Ethel Garden, Violet Winstone and Lucy Wills were all upper middle class women, but their lives were distinctly different.
Lucy Wills was born profoundly deaf. She immigrated to New Zealand in the 1920s from England with her companion who was paid a stipend. She bought a sheep station at Lake Tekapo with no prior knowledge of how to run such a business. Her films depict herself and her companion working on the farm and engaging in leisure activities such as ice skating.
By contrast Garden’s PARITAI DRIVE (1937) features domestic images that would not be out of place in Stanley Kubrick’s THE SHINING (1980); a large empty house, a suit of armour, a sudden cut to an image of a small child shaking her head - eerie images of emptiness amidst luxury.
In the course of her research Dudding discovered that like Garden, Violet Winstone also filmed images in Paritai Drive, a remarkable co-incidence that pointed to the possibility of Garden and Winstone exchanging thoughts about film-making. If so, Winstone’s films in HOLD STILL are remarkably different to Garden’s, revealing a sunny vision of family life on the lawn with baby and family.
Rachel Shearer has previously worked as a sound designer on a number of short films. She has also recorded and released a number of records under the name Lovely Midget. Her music has been described as ‘a transcendent world of shivering ambient sounds, distant ruptures and warm washes of analog sheen’. Her 2006 SoundTracks performance reworked a number of amateur films from the Film Archive’s collection into a single unbroken 20 minute moving image presentation that used footage by a number of amateur film makers from the Film Archive’s collection. She describes HOLD STILL as ‘An installation of fragments. Three women in 1930's New Zealand use 16mm film cameras to document their lives and surroundings.’ Shearer quotes Duddings observation that ‘a psychic tracery is drawn’ and adds ‘the installation touches on this fine and broken line to feel out a network of simultaneous moments’.
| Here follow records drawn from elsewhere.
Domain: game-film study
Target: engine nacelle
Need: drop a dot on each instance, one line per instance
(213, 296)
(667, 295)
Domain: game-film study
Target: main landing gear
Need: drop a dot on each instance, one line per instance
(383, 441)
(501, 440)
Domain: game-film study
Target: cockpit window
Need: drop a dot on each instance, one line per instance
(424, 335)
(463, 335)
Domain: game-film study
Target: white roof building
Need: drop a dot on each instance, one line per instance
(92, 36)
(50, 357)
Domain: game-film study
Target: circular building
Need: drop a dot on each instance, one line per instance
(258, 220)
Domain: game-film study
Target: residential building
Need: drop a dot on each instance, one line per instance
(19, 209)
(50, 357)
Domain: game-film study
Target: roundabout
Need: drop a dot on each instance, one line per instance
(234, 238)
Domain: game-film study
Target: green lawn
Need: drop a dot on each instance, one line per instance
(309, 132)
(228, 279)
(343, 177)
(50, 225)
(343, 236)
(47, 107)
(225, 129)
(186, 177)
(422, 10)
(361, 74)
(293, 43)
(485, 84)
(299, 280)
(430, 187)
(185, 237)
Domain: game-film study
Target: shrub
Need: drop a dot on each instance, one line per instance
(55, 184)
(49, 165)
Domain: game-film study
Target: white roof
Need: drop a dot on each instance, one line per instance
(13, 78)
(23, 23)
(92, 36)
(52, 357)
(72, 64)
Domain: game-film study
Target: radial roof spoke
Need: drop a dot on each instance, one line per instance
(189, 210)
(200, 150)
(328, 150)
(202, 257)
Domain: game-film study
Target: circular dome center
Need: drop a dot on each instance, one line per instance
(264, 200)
None of the three film-makers who created the original images in HOLD STILL are still alive. Outside of Duddings conference presentation their films have only previously screened as silent movies for friends and family. Shearer's installation reminds us of the intimacy of home movie making, and leaves us to wonder at the mystery of films that outlive their makers.” NZFA Events Calendar, July 2009; www.filmarchive.org.nz.